L’ingresso imprevisto, in questo scenario solo apparentemente rassicurante, di un fattore che riesce a sconvolgere questo sistema di vita, smonta le nostre sicurezze, apre falle nella nostra economia, ci costringe a rinunciare al nostro ordinario modus vivendi, rivelando il carattere labile e contingente di quanto ci sembrava intrinseco alla nostra condizione di vita e al nostro tempo.
È cosí che l’uomo si sorprende la creatura di sempre, nella sua nudità e nella sua fragilità, e la stessa forzata riduzione della vita quotidiana a una dimensione cosí elementare, che sembra per certi versi riportarci a quella di una civiltà arcaica, ci mostra la nostra parentela con l’uomo antico, o meglio con l’uomo di sempre, spogliato della sua contingenza epocale.

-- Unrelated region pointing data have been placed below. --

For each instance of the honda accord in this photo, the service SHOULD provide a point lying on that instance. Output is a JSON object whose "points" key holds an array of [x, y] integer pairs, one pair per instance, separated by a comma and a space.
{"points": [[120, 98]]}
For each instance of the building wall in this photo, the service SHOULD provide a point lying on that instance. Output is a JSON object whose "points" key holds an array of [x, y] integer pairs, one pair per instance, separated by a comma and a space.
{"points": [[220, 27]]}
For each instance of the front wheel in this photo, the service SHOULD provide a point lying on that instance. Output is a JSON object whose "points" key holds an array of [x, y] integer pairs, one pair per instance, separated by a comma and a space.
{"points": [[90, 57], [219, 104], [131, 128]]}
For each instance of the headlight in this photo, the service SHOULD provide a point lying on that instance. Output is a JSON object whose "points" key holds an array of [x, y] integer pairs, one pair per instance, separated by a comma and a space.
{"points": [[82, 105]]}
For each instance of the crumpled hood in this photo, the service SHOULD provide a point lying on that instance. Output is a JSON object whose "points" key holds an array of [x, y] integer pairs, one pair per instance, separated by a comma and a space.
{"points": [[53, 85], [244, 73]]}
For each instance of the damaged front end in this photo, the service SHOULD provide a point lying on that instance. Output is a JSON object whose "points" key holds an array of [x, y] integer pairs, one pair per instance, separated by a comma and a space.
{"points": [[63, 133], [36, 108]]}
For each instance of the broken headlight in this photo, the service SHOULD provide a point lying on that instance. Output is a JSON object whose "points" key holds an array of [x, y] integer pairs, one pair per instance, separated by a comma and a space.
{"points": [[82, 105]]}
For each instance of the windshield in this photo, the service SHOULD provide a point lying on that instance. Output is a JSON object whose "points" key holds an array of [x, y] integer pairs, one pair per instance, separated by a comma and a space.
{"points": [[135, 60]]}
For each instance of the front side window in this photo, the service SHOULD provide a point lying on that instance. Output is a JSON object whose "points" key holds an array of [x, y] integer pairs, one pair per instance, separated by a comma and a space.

Il ritorno ai classici in questo contesto vuol dire cosí recupero di una dimensione universale di humanitas, in cui riecheggia nel contempo l’elemento contingente che ne suggerisce la ri-lettura, quel “rumore di fondo”, di cui parla ancora Calvino, che pur essendo solo tale ne costituisce elemento imprescindibile.
Qualche esempio di possibile ri-lettura adatta a questo “tempo favorevole”?
Riprendiamo nelle mani l’Edipo re di Sofocle: rileggiamo le pagine della descrizione da parte del coro di una città gloriosa, improvvisamente prostrata da un male di cui non si conoscono le origini; la preghiera accorata dei cittadini al buon sovrano, perché li liberi dal flagello; la parabola del protagonista, il re giusto e illuminato che impara a scoprire la fragilità della sua condizione e la sua cecità intellettuale, che si trasformerà infine tragicamente in cecità fisica.
O, ancora della produzione di Sofocle, rileggiamo il Filottete, che ci parla dell’abbandono del debole, del malato, considerato ormai un peso inutile per la spedizione gloriosa contro Troia.
Quanti individui, soprattutto anziani e già ammalati, la società capitalistica sarebbe disposta a sacrificare all’altare dell’idolo della produzione a tutti i costi e dell’economia?
Ma è poi la via “giusta”, quella del sacrificio della vita individuale per il bene comune? e il bene comune può davvero fondarsi su questa logica?
Sofocle ci propone attraverso un mito già antico al suo tempo, una riflessione di ordine universale, parlando ai suoi concittadini come all’uomo del nostro tempo.